Step 6: Building Boxer

You need SWI Prolog to install Boxer. Then type:

% make bin/boxer

Or you can specify a specific Makefile of your choice using the -f option:

% make -f Makefile.unix bin/boxer

In either way you should get a response along the following lines:

cd src/prolog/boxer; pl -g '[boxer], qsave_program(boxer,[global=128000,local=128000,goal=start,stand_alone=true]), halt.'
%     library(lists) compiled into lists 0.00 sec, 11,436 bytes
%    alphaConversionDRT compiled into alphaConversionDRT 0.00 sec, 18,908 bytes
%   betaConversionDRT compiled into betaConversionDRT 0.01 sec, 22,172 bytes
...
%   drs2fol compiled into drs2fol 0.00 sec, 17,780 bytes
%   printDrs compiled into printDrs 0.00 sec, 29,664 bytes
%  output compiled into output 0.01 sec, 84,524 bytes
% boxer compiled 0.10 sec, 592,656 bytes
% /usr/lib/pl-5.6.22/library/quintus compiled into quintus 0.01 sec, 12,332 bytes
% /usr/lib/pl-5.6.22/library/date compiled into date 0.00 sec, 1,928 bytes

Building Boxer in Cygwin/MinGW

The Cygwin version of SWI Prolog is a hybrid of the Windows and Linux versions, and as such doesn't currently support the qsave_program correctly. See this post from the SWI Prolog developers for more details. If you try to build boxer with the Cygwin SWI Prolog you will get a strange file containing what looks like XML + binary which won't execute.

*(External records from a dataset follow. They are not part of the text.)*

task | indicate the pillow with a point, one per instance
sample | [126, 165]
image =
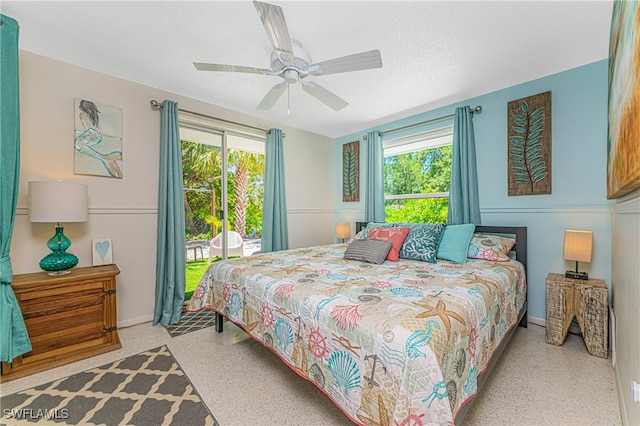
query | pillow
[395, 235]
[490, 247]
[455, 242]
[358, 236]
[422, 242]
[371, 251]
[372, 225]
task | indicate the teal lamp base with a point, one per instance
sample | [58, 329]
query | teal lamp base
[59, 262]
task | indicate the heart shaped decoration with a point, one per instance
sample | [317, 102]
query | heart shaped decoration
[102, 247]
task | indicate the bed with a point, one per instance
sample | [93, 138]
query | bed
[406, 342]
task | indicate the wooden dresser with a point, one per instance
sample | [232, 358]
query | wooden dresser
[68, 317]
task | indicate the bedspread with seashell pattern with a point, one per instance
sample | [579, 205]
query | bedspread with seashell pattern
[397, 343]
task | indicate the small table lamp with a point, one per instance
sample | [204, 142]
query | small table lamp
[578, 246]
[343, 230]
[58, 202]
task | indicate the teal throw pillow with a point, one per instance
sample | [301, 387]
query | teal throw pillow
[455, 242]
[422, 242]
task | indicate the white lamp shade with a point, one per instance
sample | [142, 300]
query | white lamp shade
[578, 245]
[58, 202]
[343, 230]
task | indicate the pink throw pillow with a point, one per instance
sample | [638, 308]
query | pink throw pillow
[395, 235]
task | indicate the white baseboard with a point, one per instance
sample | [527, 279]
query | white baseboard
[135, 321]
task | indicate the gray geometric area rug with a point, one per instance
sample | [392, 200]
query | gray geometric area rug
[147, 389]
[192, 321]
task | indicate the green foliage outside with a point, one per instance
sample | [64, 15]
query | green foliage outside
[201, 165]
[418, 172]
[195, 270]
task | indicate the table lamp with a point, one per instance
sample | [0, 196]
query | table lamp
[57, 202]
[343, 230]
[578, 246]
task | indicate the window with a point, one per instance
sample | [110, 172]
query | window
[417, 177]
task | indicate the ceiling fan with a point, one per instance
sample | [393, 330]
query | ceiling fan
[292, 62]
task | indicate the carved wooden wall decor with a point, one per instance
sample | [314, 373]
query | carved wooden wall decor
[351, 171]
[529, 145]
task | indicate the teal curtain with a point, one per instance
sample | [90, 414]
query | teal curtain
[464, 204]
[374, 189]
[275, 232]
[171, 262]
[14, 340]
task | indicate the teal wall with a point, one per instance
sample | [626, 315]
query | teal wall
[579, 151]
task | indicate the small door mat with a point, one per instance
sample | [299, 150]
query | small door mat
[149, 388]
[192, 321]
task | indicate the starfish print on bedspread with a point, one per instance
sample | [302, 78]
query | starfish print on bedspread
[477, 279]
[440, 310]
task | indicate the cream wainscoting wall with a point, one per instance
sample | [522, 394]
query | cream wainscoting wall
[125, 210]
[625, 277]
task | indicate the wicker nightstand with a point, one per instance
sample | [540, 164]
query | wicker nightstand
[587, 300]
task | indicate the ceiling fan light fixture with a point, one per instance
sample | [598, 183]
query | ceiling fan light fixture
[291, 62]
[291, 76]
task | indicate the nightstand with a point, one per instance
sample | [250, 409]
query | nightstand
[587, 300]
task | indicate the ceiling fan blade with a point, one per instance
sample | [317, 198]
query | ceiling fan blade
[323, 95]
[201, 66]
[274, 94]
[272, 18]
[355, 62]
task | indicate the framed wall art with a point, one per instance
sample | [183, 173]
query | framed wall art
[97, 139]
[529, 145]
[623, 145]
[351, 171]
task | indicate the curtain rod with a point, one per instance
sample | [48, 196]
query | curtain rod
[477, 109]
[157, 106]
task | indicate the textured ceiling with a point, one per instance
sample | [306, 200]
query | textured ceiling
[434, 52]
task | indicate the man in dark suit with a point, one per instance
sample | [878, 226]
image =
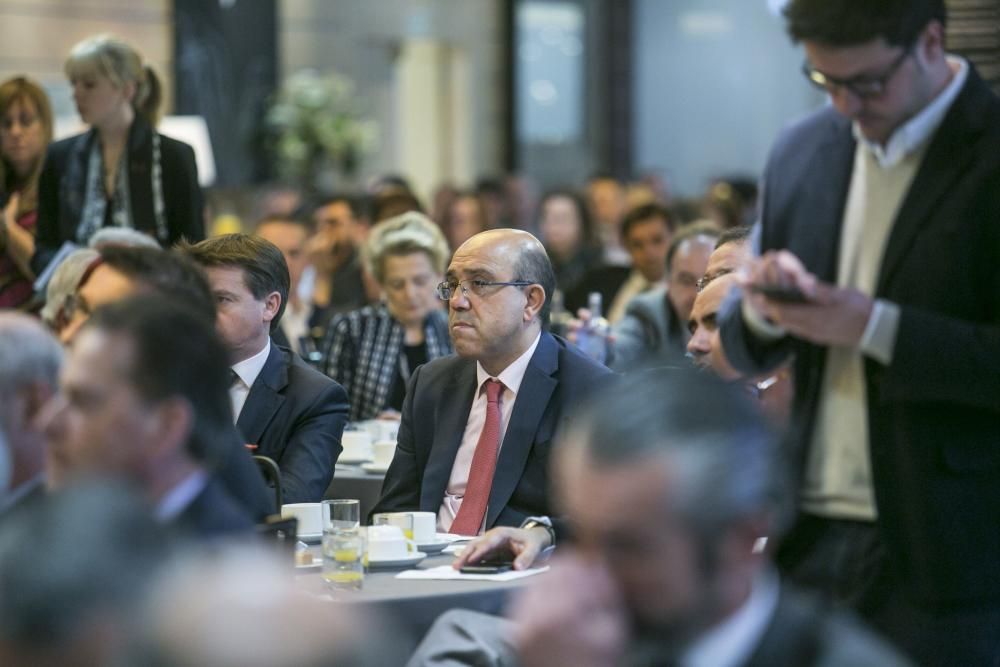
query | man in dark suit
[882, 213]
[508, 389]
[285, 409]
[143, 400]
[670, 480]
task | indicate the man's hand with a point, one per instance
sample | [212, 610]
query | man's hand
[572, 615]
[831, 316]
[524, 544]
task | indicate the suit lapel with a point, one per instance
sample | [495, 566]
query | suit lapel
[264, 398]
[452, 416]
[529, 407]
[944, 163]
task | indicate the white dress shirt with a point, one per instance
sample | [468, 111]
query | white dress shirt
[511, 378]
[247, 370]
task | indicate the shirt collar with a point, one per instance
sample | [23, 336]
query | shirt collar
[178, 498]
[914, 132]
[512, 375]
[249, 369]
[733, 641]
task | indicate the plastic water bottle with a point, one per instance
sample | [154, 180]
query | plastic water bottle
[592, 338]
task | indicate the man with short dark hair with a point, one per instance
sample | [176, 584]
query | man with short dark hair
[670, 480]
[285, 409]
[477, 428]
[119, 272]
[646, 233]
[143, 400]
[879, 241]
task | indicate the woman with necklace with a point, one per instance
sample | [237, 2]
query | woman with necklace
[121, 172]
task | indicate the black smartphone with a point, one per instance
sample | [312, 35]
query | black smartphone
[487, 567]
[781, 293]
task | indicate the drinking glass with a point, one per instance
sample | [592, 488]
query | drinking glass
[343, 564]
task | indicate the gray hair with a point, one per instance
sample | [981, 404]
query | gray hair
[402, 235]
[121, 236]
[727, 462]
[64, 282]
[28, 353]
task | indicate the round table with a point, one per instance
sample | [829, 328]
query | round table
[413, 605]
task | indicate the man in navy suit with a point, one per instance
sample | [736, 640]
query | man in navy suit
[285, 409]
[143, 400]
[477, 428]
[880, 242]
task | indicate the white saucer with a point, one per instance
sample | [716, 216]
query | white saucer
[352, 461]
[433, 547]
[396, 562]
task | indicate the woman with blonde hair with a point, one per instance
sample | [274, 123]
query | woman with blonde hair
[373, 351]
[25, 132]
[121, 172]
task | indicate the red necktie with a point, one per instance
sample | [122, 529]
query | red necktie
[484, 463]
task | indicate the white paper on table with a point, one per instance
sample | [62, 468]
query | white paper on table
[448, 572]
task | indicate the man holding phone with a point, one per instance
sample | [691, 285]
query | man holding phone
[880, 271]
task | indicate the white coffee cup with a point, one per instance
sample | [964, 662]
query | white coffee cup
[384, 451]
[386, 542]
[309, 516]
[357, 446]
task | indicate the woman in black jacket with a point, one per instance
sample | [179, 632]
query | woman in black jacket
[121, 172]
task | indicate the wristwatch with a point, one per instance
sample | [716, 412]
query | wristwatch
[541, 522]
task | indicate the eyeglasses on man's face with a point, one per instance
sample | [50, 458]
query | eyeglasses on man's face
[476, 287]
[865, 86]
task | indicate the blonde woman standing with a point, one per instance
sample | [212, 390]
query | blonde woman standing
[121, 172]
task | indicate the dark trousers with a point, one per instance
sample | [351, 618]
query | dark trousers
[846, 564]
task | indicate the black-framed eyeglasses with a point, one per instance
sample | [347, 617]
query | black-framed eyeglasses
[446, 289]
[865, 86]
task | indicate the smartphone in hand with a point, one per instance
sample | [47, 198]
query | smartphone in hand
[781, 293]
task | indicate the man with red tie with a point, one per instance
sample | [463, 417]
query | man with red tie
[477, 428]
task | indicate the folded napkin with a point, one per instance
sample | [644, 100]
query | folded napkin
[448, 572]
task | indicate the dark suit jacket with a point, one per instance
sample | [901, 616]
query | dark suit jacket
[934, 411]
[436, 410]
[213, 513]
[61, 197]
[295, 415]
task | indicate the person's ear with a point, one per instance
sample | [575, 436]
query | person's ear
[533, 303]
[272, 303]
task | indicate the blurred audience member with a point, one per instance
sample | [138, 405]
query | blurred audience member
[60, 293]
[492, 193]
[143, 399]
[646, 233]
[285, 409]
[238, 606]
[30, 359]
[607, 201]
[290, 236]
[25, 133]
[465, 218]
[653, 330]
[393, 202]
[122, 172]
[665, 566]
[373, 351]
[333, 253]
[74, 570]
[119, 272]
[566, 228]
[732, 202]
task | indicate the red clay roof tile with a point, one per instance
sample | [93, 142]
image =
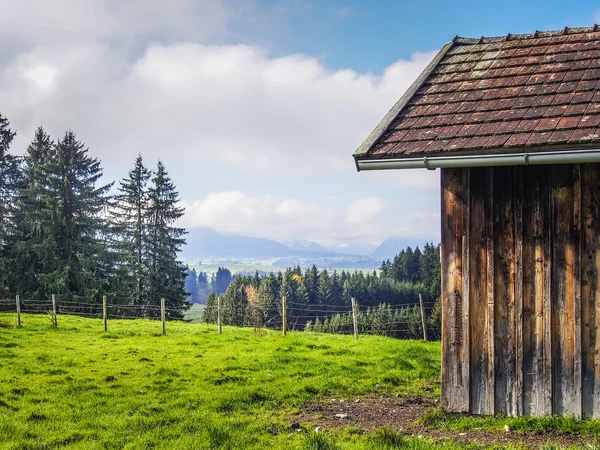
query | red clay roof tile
[492, 94]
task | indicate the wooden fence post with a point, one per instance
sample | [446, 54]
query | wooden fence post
[423, 321]
[104, 312]
[284, 315]
[54, 321]
[354, 317]
[18, 311]
[219, 315]
[162, 315]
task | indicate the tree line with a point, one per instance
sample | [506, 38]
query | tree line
[64, 231]
[320, 301]
[198, 285]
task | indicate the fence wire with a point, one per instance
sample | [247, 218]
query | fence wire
[403, 321]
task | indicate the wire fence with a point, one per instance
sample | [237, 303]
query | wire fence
[406, 321]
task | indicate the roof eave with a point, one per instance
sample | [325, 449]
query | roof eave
[524, 158]
[389, 118]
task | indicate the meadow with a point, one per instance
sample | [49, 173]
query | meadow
[77, 387]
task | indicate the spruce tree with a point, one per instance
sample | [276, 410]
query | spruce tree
[166, 275]
[33, 252]
[76, 205]
[130, 217]
[9, 181]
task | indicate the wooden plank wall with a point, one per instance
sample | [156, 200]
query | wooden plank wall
[521, 290]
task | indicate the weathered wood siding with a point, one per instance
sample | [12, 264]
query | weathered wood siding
[521, 290]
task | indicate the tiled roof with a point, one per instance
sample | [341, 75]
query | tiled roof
[537, 91]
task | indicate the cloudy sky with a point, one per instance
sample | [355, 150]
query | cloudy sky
[254, 106]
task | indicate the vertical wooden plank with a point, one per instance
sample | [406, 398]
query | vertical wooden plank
[504, 291]
[478, 269]
[104, 313]
[518, 267]
[454, 392]
[590, 286]
[534, 200]
[548, 307]
[576, 233]
[466, 300]
[563, 291]
[489, 217]
[18, 300]
[423, 319]
[162, 316]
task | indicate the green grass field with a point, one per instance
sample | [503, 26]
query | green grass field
[194, 314]
[77, 387]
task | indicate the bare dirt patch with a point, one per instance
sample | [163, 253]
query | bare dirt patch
[370, 412]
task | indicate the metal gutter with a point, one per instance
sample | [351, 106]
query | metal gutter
[506, 159]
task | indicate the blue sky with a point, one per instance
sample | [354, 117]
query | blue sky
[254, 106]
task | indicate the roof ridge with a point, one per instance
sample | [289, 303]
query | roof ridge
[512, 37]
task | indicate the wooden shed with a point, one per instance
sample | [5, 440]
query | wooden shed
[513, 123]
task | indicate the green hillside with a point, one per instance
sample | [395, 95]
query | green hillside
[79, 388]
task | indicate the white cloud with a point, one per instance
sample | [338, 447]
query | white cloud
[364, 220]
[343, 12]
[233, 103]
[133, 77]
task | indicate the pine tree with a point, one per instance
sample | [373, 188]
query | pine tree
[9, 180]
[76, 206]
[130, 217]
[209, 315]
[191, 285]
[324, 289]
[166, 274]
[33, 251]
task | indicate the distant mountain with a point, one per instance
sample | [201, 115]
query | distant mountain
[308, 246]
[391, 247]
[206, 242]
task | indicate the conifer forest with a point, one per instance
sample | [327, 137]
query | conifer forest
[64, 231]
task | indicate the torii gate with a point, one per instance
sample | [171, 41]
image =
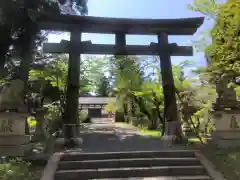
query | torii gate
[120, 27]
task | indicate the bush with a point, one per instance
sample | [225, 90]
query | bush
[17, 169]
[83, 117]
[119, 116]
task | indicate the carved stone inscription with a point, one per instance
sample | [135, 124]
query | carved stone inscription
[234, 123]
[12, 124]
[6, 126]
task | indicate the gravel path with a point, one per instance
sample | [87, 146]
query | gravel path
[105, 136]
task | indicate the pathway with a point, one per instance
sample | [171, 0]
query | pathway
[105, 136]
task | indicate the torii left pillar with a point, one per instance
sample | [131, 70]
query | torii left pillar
[70, 117]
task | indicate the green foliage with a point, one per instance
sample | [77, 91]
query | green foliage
[17, 169]
[207, 7]
[55, 73]
[83, 117]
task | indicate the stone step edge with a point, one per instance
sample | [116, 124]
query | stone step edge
[72, 152]
[129, 168]
[132, 159]
[163, 178]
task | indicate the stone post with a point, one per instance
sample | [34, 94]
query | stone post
[173, 126]
[70, 118]
[227, 116]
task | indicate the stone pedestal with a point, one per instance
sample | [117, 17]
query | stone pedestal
[227, 134]
[13, 140]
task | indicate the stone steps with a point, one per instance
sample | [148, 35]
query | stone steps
[123, 163]
[130, 172]
[163, 165]
[75, 156]
[162, 178]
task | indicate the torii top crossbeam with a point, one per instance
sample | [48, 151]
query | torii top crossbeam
[184, 26]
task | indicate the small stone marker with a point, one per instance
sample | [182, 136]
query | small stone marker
[233, 123]
[13, 140]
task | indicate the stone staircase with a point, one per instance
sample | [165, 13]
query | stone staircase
[163, 165]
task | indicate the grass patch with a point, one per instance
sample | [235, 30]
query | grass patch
[143, 130]
[17, 169]
[225, 160]
[195, 140]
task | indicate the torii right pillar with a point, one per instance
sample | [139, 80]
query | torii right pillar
[173, 124]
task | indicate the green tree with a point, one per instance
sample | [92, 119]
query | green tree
[16, 28]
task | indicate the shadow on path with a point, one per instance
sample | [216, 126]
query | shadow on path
[112, 137]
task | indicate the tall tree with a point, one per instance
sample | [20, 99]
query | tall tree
[16, 27]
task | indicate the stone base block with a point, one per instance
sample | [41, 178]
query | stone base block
[168, 140]
[19, 150]
[9, 140]
[226, 138]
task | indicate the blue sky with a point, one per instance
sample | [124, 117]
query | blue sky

The solution is to install and use the Windows version of SWI Prolog from within Cygwin. Makefile.cygwin has been setup to do this assuming the default installation location of SWI Prolog (C:\Program Files\pl):

...
PROLOG = /cygdrive/c/Program\ Files/pl/bin/plcon.exe
...

For this version of boxer to run, you need to then add the location of the SWI Prolog DLLs to your path variable like this:

% export PATH=$PATH:/cygdrive/c/Program\ Files/pl/bin

otherwise when you try to run boxer, nothing will happen (i.e. no help messages for example). The same applies when building boxer using the MinGW makefile (except when you run this outside of Cygwin you need to set the Windows PATH environment variable).

Step 7: Unpacking the statistical models

To use the tools you will either need to train new models or use the existing models that are available from the download page. (Programs are available for retraining the taggers, eg train_pos, but the programs and documentation required for retraining the parser will follow in a later version.)

The models package can be unpacked anywhere, but it is often convenient to unpack it within the candc directory. The models are available as gzipped tar, bzipped tar and zip files, just like the source code, and they can be unpacked in the same way, e.g.:

% cd <path>/candc
% tar -xvzf models-1.00.tgz

The version number on the models is independent of the version number of the source code, so minor updates to the source code will not result in new models being distributed. At each major release, new models will also be released.

The extra models trained with Penn Treebank POS tags, which are also available from the download page can be unpacked in a similar manner.

Step 8: Ready to go

The binary files in bin can be manually copied to any installation location, e.g. /usr/local/bin or your own bin directory. They can also be used directly from within the candc directory. Try some examples to check if you're installation was successful or not.